Jatuzis D. Ischemic Stroke Genetics. Encyclopedia. Available at: https://encyclopedia.pub/entry/18114. Accessed July 03, 2024.
Jatuzis, Dalius. "Ischemic Stroke Genetics" Encyclopedia, https://encyclopedia.pub/entry/18114 (accessed July 03, 2024).
Jatuzis, D. (2022, January 12). Ischemic Stroke Genetics. In Encyclopedia. https://encyclopedia.pub/entry/18114
Jatuzis, Dalius. "Ischemic Stroke Genetics." Encyclopedia. Web. 12 January, 2022.
Ischemic Stroke Genetics
Edit

The etiology of ischemic stroke is multifactorial. Although receiving less emphasis, genetic causes make a significant contribution to ischemic stroke genesis, especially in early-onset stroke. Several stroke classification systems based on genetic information corresponding to various stroke phenotypes were proposed. Twin and family history studies, as well as candidate gene approach, are common methods to discover genetic causes of stroke, however, both have their own limitations.
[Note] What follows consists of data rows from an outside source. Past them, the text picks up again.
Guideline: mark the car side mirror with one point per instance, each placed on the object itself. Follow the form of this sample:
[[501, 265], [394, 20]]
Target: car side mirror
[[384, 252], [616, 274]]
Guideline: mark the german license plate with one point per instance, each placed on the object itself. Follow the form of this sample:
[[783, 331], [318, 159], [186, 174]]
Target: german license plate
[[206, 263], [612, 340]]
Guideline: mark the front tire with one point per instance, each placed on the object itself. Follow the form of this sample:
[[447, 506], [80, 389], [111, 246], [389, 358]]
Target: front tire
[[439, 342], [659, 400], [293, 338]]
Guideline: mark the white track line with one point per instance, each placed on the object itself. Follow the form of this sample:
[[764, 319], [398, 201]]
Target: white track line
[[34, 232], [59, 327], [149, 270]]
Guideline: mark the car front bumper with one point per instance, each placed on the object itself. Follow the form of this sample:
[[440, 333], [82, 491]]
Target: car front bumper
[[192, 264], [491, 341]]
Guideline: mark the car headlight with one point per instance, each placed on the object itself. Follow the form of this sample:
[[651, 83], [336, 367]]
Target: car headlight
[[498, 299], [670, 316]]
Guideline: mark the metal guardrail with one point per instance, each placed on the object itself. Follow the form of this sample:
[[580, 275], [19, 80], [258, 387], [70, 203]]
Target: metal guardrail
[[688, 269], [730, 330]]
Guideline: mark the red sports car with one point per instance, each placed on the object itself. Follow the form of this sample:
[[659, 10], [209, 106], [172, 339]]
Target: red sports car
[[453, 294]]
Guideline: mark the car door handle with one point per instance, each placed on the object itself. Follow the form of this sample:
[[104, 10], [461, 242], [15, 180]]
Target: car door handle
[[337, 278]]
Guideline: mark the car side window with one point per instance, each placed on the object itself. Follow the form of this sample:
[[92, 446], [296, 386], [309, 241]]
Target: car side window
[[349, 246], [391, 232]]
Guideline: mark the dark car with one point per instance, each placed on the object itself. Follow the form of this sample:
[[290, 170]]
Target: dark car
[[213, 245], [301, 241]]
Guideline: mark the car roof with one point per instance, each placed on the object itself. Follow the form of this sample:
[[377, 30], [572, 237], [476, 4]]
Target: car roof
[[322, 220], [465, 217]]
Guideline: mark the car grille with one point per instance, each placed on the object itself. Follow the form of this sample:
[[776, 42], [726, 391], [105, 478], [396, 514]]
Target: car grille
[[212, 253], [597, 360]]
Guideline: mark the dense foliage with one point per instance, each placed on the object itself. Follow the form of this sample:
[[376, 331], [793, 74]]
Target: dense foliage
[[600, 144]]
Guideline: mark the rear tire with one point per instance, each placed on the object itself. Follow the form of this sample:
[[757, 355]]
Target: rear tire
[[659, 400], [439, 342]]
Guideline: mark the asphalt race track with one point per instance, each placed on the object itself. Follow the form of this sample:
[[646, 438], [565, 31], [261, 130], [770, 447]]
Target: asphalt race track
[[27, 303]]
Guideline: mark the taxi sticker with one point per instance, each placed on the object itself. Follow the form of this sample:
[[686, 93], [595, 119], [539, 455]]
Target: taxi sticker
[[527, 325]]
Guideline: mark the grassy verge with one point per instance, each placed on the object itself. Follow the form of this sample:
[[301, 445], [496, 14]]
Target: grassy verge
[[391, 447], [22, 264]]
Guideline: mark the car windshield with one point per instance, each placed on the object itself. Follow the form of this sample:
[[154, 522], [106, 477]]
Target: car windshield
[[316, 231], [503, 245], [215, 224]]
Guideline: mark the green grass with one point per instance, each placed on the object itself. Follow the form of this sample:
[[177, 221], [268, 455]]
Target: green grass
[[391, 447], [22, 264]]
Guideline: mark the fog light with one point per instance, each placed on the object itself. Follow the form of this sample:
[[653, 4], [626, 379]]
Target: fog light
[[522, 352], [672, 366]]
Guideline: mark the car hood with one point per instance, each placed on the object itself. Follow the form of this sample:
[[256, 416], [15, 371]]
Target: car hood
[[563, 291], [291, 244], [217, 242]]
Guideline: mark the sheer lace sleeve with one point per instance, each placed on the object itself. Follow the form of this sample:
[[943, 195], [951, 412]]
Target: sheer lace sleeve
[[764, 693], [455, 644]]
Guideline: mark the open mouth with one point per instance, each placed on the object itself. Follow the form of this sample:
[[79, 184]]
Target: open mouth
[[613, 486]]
Genome-wide association studies and next generation sequencing are more efficient, promising and increasingly used for daily diagnostics. Some monogenic disorders, despite covering only about 7% of stroke etiology, may cause well-known clinical manifestations that include stroke. Polygenic disorders are more frequent, causing about 38% of all ischemic strokes, and their identification is a rapidly developing field of modern stroke genetics. Current advances in human genetics provide opportunity for personalized prevention of stroke and novel treatment possibilities. Genetic risk scores (GRS) and extended polygenic risk scores (PRS) estimate cumulative contribution of known genetic factors to a specific outcome of stroke. Combining those scores with clinical information and risk factor profiles might result in better primary stroke prevention. Some authors encourage the use of stroke gene panels for stroke risk evaluation and further stroke research. Moreover, new biomarkers for stroke genetic causes and novel targets for gene therapy are on the horizon.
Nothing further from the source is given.